Quelle est la portée de l'expression « dans toute la pompe de sa gloire » ?
La portée de l'expression « dans toute la pompe de sa gloire » est ironique car Voltaire exagère la situation de Jeannot en utilisant le nom « gloire » dans la mesure où il n'est tout de même que le fils d'un marquis, le marquis n'étant pas le plus haut niveau dans la société nobiliaire, et que son père n'est qu'un simple marchand quoique riche. Voltaire suggère implicitement que cette gloire venue trop rapidement est peut-être fragile et en cela, éphémère.
Quelle est la valeur du verbe à l'imparfait de l'indicatif « étaient » dans la phrase « Jeannot et Colin étaient fort jolis pour des Auvergnats » ?
La valeur du verbe à l'imparfait de l'indicatif « étaient » dans la phrase « Jeannot et Colin étaient fort jolis pour des Auvergnats » a une valeur descriptive. Voltaire souligne la beauté physique de ces deux jeunes gens et, plus implicitement, la beauté de leur amitié.
Quelle est la valeur du verbe au passé simple de l'indicatif « apporta » dans la phrase « quand un tailleur apporta à Jeannot un habit de velours à trois couleurs, avec une veste de Lyon de fort bon goût ; » ?
Le verbe au passé simple de l'indicatif « apporta » dans la phrase « quand un tailleur apporta à Jeannot un habit de velours à trois couleurs, avec une veste de Lyon de fort bon goût ; » a valeur de premier plan. Le passé simple marque la rupture avec la situation initiale (la tranquillité de l'amitié de Jeannot et de Colin) en amenant l'élément perturbateur à leur histoire : la fortune du père de Jeannot.
Quelle est la valeur des verbes au passé simple de l'indicatif « sentit » et « pleura » dans la phrase « Colin sentit son néant, et pleura » ?
Les verbes au passé simple de l'indicatif « sentit » et « pleura » dans la phrase « Colin sentit son néant, et pleura. » ont valeur d'actions successives car Colin réagit immédiatement avec tristesse au départ de son ami ; les actions s'enchaînent les unes après les autres.
Quelle est la valeur du verbe au passé simple de l'indicatif « partit » dans la phrase « Jeannot partit dans toute la pompe de sa gloire » ?

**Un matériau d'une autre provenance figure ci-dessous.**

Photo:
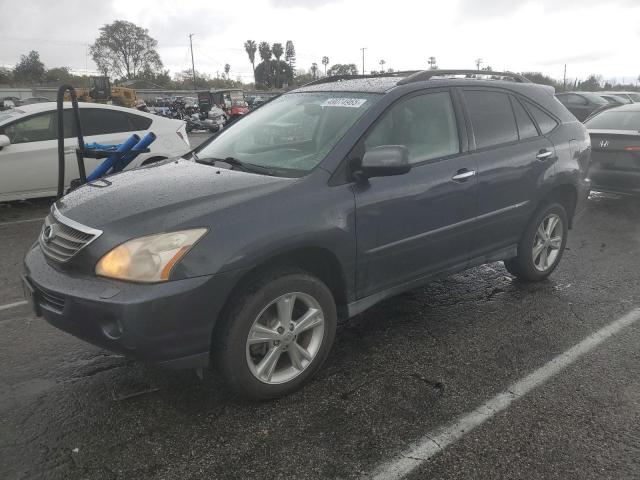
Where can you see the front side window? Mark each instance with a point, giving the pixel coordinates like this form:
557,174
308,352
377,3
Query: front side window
37,128
492,117
293,133
98,121
425,124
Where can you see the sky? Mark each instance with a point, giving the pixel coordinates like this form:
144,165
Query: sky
590,36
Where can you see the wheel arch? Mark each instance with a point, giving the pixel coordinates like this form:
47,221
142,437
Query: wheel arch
567,195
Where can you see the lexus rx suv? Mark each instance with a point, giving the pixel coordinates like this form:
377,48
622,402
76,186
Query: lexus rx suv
314,207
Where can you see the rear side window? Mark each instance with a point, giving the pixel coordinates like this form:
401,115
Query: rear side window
425,124
526,127
492,118
545,121
37,128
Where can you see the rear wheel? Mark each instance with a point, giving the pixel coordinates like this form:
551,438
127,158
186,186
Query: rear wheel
541,245
276,335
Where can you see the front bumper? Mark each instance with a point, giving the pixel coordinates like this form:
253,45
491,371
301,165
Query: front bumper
169,323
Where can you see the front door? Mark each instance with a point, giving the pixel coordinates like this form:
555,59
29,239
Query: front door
416,224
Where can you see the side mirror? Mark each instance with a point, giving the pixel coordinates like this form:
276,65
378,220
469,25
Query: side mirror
4,141
385,161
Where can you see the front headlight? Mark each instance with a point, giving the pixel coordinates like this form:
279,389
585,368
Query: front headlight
148,259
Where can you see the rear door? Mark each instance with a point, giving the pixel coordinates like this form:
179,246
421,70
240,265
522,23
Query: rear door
512,157
416,224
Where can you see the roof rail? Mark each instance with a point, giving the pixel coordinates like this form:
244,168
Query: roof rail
338,78
428,74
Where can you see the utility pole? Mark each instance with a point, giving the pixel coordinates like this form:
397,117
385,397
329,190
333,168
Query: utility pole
193,65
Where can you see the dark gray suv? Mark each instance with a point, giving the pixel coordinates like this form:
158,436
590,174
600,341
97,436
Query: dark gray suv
314,207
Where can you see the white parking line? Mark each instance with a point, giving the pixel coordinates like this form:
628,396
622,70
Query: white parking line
12,305
15,222
438,439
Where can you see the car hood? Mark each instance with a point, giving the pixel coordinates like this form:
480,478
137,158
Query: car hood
164,195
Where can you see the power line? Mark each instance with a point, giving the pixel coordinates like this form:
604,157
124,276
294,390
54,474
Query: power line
193,65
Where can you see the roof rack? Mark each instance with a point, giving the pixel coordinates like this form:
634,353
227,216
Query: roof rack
429,74
338,78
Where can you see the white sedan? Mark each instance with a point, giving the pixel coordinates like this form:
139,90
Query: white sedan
29,145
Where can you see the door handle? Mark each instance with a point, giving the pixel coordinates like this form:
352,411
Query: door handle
463,175
544,154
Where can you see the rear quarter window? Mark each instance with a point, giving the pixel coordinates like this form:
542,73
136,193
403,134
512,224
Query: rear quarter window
138,122
492,117
545,122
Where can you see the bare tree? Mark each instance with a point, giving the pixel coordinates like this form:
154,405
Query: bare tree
125,50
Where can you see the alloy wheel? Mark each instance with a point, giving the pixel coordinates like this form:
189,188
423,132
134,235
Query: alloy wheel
285,337
547,242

Le verbe au passé simple de l'indicatif « partit » dans la phrase « Jeannot partit dans toute la pompe de sa gloire » a une valeur d'action achevée. C'est une action terminée, délimitée dans le temps qui a eu lieu à un moment précis. La valeur du passé simple s'accorde ici parfaitement au sens du verbe et à l'attitude de Jeannot : parti, il oublie tout son passé voire renie son amitié de jeunesse pour ne penser qu'à sa fortune à venir.